Sein Schrei war eine Mischung aus Wut und Freude, Ungläubigkeit und Stolz. Er sank auf die Knie und lachte wie jemand, der gerade die Pforten der Hölle überlebt hatte.
„Scheiße, warum hab ich mich nur in diese Scheiße verwickeln lassen?“, sagte die Stimme einer grauhaarigen jungen Frau, die sich zu ihren Windgeistern hinunterließ.
Der Rest ihres Teams stand in der Nähe.
Einige sackten zu Boden und rangen nach Atem.
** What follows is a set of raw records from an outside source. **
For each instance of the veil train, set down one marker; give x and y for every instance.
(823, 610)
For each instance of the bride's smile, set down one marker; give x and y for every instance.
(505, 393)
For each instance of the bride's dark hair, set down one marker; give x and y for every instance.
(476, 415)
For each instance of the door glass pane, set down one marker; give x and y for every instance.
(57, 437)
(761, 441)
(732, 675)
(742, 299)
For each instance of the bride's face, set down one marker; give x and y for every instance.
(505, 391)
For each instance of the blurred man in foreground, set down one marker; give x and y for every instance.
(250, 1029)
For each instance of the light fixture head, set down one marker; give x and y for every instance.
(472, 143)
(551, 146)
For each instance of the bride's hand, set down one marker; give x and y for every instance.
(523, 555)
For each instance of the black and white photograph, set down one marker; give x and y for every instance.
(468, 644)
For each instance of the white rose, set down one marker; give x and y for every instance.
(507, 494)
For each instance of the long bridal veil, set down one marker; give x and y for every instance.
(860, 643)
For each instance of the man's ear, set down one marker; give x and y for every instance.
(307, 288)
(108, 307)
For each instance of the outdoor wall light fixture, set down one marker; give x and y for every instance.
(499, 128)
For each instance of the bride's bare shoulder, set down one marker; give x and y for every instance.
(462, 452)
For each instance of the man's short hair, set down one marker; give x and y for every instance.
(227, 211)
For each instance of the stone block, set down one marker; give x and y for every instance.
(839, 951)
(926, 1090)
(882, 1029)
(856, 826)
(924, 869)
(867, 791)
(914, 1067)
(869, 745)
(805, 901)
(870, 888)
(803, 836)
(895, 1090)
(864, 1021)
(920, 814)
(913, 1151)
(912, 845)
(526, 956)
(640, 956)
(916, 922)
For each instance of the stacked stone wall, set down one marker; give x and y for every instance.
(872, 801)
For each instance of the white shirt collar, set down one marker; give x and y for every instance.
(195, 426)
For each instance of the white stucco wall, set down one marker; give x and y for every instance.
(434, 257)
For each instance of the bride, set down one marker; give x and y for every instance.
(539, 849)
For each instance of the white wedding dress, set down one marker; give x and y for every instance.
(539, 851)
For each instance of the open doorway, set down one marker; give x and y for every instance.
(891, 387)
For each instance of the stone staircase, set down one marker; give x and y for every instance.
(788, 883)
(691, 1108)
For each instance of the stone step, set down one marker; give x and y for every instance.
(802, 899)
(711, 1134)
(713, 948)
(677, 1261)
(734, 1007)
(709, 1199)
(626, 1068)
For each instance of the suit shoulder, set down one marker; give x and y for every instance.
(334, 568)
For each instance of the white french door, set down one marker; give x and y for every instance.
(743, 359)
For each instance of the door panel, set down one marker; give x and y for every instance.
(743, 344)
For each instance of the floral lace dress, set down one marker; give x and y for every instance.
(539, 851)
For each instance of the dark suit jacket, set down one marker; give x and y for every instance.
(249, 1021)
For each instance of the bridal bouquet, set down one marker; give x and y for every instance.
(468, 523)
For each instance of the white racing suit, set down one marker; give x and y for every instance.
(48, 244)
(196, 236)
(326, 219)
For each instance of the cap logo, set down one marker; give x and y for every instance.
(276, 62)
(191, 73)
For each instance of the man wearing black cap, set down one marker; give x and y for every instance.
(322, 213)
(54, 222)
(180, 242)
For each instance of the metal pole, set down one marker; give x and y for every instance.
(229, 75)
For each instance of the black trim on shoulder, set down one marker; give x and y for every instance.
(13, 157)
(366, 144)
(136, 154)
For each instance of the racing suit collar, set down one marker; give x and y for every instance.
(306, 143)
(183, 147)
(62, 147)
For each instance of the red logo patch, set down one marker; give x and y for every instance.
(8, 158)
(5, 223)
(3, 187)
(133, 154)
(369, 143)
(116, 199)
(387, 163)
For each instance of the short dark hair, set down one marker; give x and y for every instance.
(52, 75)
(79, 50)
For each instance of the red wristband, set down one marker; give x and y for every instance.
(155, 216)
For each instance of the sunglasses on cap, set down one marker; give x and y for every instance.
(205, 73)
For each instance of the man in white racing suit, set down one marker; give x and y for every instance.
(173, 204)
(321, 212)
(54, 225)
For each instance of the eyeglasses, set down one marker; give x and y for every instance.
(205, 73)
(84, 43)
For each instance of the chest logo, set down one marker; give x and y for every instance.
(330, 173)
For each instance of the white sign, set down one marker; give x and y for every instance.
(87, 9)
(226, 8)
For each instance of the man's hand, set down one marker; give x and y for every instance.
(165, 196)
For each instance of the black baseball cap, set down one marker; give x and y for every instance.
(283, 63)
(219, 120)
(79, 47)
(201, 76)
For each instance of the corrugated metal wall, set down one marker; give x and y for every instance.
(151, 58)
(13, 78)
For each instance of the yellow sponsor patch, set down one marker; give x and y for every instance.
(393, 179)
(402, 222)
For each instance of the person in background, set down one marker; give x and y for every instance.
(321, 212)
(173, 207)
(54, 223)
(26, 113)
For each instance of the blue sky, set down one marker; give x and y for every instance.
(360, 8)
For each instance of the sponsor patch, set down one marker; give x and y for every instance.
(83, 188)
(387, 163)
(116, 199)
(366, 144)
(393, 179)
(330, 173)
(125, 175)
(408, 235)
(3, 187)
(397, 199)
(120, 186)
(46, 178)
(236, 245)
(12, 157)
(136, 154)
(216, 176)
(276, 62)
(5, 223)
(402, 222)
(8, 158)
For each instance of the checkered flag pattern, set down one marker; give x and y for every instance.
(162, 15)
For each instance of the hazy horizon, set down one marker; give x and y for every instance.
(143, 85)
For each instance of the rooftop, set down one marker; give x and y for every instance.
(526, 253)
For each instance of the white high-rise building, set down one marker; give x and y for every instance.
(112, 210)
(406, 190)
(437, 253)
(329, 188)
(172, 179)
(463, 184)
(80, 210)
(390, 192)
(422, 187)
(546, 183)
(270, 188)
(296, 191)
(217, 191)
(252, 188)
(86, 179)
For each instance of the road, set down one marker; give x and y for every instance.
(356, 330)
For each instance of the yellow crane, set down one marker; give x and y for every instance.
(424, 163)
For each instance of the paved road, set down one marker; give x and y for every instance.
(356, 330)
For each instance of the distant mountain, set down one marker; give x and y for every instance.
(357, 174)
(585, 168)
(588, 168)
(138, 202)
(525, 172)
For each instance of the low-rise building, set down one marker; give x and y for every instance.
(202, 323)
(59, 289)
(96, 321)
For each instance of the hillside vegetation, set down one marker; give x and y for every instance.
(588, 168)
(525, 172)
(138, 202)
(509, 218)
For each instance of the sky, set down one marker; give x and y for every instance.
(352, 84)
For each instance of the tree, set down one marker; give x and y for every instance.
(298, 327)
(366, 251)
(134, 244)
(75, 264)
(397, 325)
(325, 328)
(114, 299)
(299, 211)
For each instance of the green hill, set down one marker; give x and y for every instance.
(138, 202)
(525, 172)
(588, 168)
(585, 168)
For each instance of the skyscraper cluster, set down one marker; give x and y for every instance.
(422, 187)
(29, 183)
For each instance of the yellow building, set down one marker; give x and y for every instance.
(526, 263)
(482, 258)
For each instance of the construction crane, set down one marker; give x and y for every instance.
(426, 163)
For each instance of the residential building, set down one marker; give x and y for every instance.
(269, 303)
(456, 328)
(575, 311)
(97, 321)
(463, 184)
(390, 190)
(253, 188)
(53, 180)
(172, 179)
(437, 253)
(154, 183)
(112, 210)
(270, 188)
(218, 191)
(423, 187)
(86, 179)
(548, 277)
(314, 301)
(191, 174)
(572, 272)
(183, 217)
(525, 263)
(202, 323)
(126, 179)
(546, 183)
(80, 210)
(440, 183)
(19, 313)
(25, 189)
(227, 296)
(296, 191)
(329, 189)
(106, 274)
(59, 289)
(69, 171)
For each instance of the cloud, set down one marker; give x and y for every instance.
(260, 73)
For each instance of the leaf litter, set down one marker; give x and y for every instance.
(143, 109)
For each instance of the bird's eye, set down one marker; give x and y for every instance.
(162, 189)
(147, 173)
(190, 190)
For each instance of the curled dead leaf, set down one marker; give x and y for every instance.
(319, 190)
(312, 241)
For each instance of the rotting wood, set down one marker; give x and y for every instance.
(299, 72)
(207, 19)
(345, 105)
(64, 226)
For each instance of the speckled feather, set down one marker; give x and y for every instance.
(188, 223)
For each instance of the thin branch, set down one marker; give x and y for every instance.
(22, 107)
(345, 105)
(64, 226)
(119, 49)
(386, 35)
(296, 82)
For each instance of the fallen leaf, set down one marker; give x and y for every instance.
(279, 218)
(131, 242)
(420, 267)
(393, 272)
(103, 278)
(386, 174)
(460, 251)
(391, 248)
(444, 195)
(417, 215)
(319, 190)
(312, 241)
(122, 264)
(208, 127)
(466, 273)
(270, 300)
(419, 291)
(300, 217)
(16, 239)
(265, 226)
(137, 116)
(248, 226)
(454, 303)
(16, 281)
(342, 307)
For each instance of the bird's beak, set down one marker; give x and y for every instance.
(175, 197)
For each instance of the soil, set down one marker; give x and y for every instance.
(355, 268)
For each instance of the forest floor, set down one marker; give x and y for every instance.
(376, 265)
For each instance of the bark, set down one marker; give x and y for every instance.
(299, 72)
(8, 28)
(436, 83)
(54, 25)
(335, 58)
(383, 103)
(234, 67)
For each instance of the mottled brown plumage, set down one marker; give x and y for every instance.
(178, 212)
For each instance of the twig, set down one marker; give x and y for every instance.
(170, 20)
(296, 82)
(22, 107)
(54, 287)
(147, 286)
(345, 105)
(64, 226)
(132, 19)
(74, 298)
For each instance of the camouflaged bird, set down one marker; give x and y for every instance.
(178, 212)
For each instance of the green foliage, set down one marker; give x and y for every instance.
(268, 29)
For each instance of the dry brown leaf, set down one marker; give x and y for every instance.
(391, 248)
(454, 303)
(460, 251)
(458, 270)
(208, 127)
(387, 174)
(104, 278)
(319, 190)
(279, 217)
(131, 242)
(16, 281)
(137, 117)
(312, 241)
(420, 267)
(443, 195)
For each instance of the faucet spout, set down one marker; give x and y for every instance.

Andere standen regungslos da und starrten voller Ehrfurcht auf die rauchenden Überreste dessen, was sie gerade besiegt hatten. Worte waren überflüssig.
Ihre Gesichter sagten alles – Erleichterung, Ungläubigkeit, Sieg.
„Wir … haben es wirklich geschafft“, flüsterte Emilia erneut.
Die Sonne ging gerade auf und tauchte das Schlachtfeld in ein blassgoldenes Licht.
Und vor ihnen lagen endlich tot die schwelenden Überreste eines Dämonenherzogs – der letzte verzweifelte Versuch der Kultisten, die sich viel zu lange im Schatten der Akademie versteckt hatten.
Ein letzter verzweifelter Versuch, Chaos zu säen.
Den Geist zu brechen.
Die Welt daran zu erinnern, dass die Dunkelheit niemals wirklich schläft.
Aber sie hatten es verhindert.
„Gemeinsam“.
Und nun, als das Licht über die Trainingsplätze fiel und der sanfte Wind die letzten Spuren der Schlacht wegfegte, lächelte Emilia.
Sie hatten die Akademie still und erfolgreich vor der Dunkelheit beschützt, die in der Welt lauerte.